Я осёкся. Слова застряли в глотке. На самом-то деле я видел свою личную будущность лишь в Ларисе. Мои представления о будущей жизни зиждились на мечтах о возвращении в Тверь, к прежней жизни. Но теперь получалось так, что Великая война изменила всё, возможно, безвозвратно…
— А я-то думал о тебе, как о герое кавалерийских рейдов. Пруссия, Литва, Польша — сколько земель перебывало под копытами твоей лошади? А помнишь, туманные вечера над Волгой, когда летняя жара уже спала и звёзды светят из воды сквозь лоскутья тумана? Мы мечтали тогда изменить мир. А теперь мы оба боремся за возвращение милой сердцу старины по разные стороны баррикад. Потомственный дворянин сделался борцом за дело мирового пролетариата!
В его словах я услышал горечь. Суетливые поиски контраргументов на некоторое время лишили меня дара речи. Но тут сам Юрий пришёл мне на помощь:
— Мир разбился на мелкие черепки, и большинство ковыряются в его осколках, просто надеясь найти что-нибудь пожрать. В то время как большинство просто пытаются выжить. Я говорю об офицерах Генерального штаба, которые остались буквально без куска хлеба. Им уже не до идей. Мечутся. У каждого семья. Кто их осудит? Но против них придётся воевать. Их руками и их знаниями красноармейский сброд обращается в армию. Вот и ты… А я-то думал…

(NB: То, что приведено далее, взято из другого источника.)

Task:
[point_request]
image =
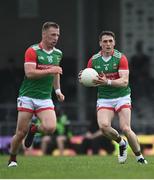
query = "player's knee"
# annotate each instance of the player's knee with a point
(49, 129)
(104, 128)
(21, 134)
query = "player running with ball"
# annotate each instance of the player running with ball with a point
(114, 95)
(42, 73)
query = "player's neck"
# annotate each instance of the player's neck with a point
(106, 54)
(46, 47)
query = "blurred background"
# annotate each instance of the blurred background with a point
(81, 22)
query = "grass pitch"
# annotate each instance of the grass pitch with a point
(77, 167)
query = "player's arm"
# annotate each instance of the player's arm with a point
(56, 84)
(123, 79)
(30, 66)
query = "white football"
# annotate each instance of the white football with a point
(87, 77)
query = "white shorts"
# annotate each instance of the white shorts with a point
(28, 104)
(115, 104)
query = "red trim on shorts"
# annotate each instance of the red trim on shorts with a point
(43, 109)
(25, 109)
(109, 108)
(124, 106)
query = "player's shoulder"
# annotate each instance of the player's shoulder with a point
(57, 51)
(117, 54)
(35, 47)
(95, 56)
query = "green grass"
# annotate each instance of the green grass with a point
(77, 167)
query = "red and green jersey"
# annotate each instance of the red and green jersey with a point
(111, 69)
(40, 88)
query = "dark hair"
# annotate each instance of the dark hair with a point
(47, 25)
(109, 33)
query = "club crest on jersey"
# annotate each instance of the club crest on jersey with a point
(114, 66)
(106, 66)
(41, 57)
(50, 59)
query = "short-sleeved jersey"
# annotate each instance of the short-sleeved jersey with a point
(40, 88)
(111, 69)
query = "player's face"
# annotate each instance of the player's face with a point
(107, 44)
(50, 36)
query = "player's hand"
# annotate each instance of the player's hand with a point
(102, 80)
(60, 97)
(55, 70)
(79, 75)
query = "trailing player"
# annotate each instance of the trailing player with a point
(114, 95)
(42, 74)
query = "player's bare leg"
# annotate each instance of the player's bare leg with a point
(48, 121)
(125, 125)
(48, 125)
(105, 117)
(21, 130)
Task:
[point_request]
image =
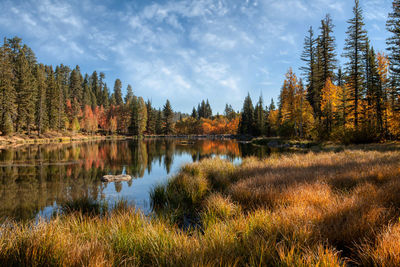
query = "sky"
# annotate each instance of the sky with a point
(184, 51)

Он умолк. В сумерках я всё ещё не мог разглядеть выражение его лица, но я помнил, как в гневе ли или в воодушевлении твердеют его скулы, как напрягаются на шее жилы.

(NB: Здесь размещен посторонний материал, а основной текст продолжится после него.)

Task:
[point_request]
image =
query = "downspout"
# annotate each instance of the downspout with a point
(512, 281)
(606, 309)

Припомнилось, как в нашу бытность в Твери он, скорый на драку, щедро раздавал зуботычины каждому, кто попадётся под руку. Именно эта его воинственная черта особенно не нравилась матушке моей Ларисы. «В горячем жеребце мало разума», — так говорила она.

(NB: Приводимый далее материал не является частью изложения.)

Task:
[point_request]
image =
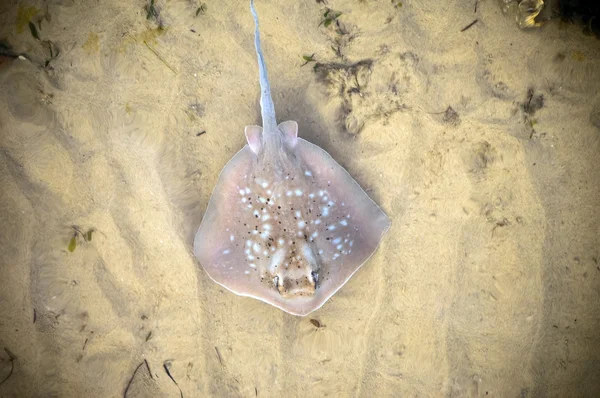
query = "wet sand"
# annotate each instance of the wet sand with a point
(482, 146)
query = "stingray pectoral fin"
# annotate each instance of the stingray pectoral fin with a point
(290, 132)
(253, 137)
(360, 223)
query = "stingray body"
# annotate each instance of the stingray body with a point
(286, 224)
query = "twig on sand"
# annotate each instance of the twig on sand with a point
(166, 365)
(131, 380)
(159, 57)
(11, 358)
(469, 25)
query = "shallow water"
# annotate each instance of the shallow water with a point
(486, 285)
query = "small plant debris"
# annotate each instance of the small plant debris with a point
(151, 11)
(308, 58)
(329, 16)
(201, 9)
(451, 116)
(469, 25)
(316, 323)
(79, 234)
(166, 366)
(11, 358)
(33, 31)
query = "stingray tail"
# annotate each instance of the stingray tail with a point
(266, 102)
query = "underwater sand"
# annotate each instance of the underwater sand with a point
(486, 285)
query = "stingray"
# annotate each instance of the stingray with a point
(285, 224)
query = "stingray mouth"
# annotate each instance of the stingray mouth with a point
(304, 286)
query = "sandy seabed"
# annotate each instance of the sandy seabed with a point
(482, 146)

Наконец Юрий заговорил. Но интонации его голоса, против моего ожидания, оказались спокойными:
— Мы прошли через Великую войну, и мы выстоим против большевиков.
А меня будто бес терзал снова встрять с ним в спор, словно подзуживал кто. И откуда брались силы в истерзанном голодом и усталостью теле?
— Через Великую войну с тем самым германцем, с которым ротмистры Розенберг и Гершельман были уполномочены вести переговоры, — прорычал я. — Кем уполномочены? Сбежавшими из Петрограда либеральными деятелями, завалившими трёхсотлетнюю монархию? Ты говоришь: оборем большевиков. Да разве в большевиках дело? Говорю тебе: это заговор сатанистов. Ты говоришь: мечутся в поисках куска для семей. А я отвечу: вгрызаются в тело родины для личной наживы. В Добровольческом корпусе процветает спекуляция. А германские оккупационные власти смотрят на это свозь пальцы. А относительно социальной базы скажу тебе так: реквизиции, реквизиции и ещё раз реквизиции. Не стоит обращать внимания на прокламации Булак-Балаховича! Они были расклеены по тем же столбам, где болтались висельники. Действовали под девизом «грабь награбленное». Действительно, во всей округе ты не найдёшь ни одной уцелевшей усадьбы. Местные хлебопашцы всё растащили по своим закромам. Обирая крестьян, Булак-Балахович обещал всё вернуть их господам, а потом офицеры его штаба торговали в розницу сервизами Императорского фарфорового завода. Чайные пары, блюда, салатники, столовое серебро. В том числе и с вензелями членов императорской фамилии. Я видел это собственным глазами! И знаешь, о чём я думал? О Ларисе! О Боршевитиновском гнезде, которое, скорее всего, так же разорено, как все помещичьи усадьбы в Псковской губернии.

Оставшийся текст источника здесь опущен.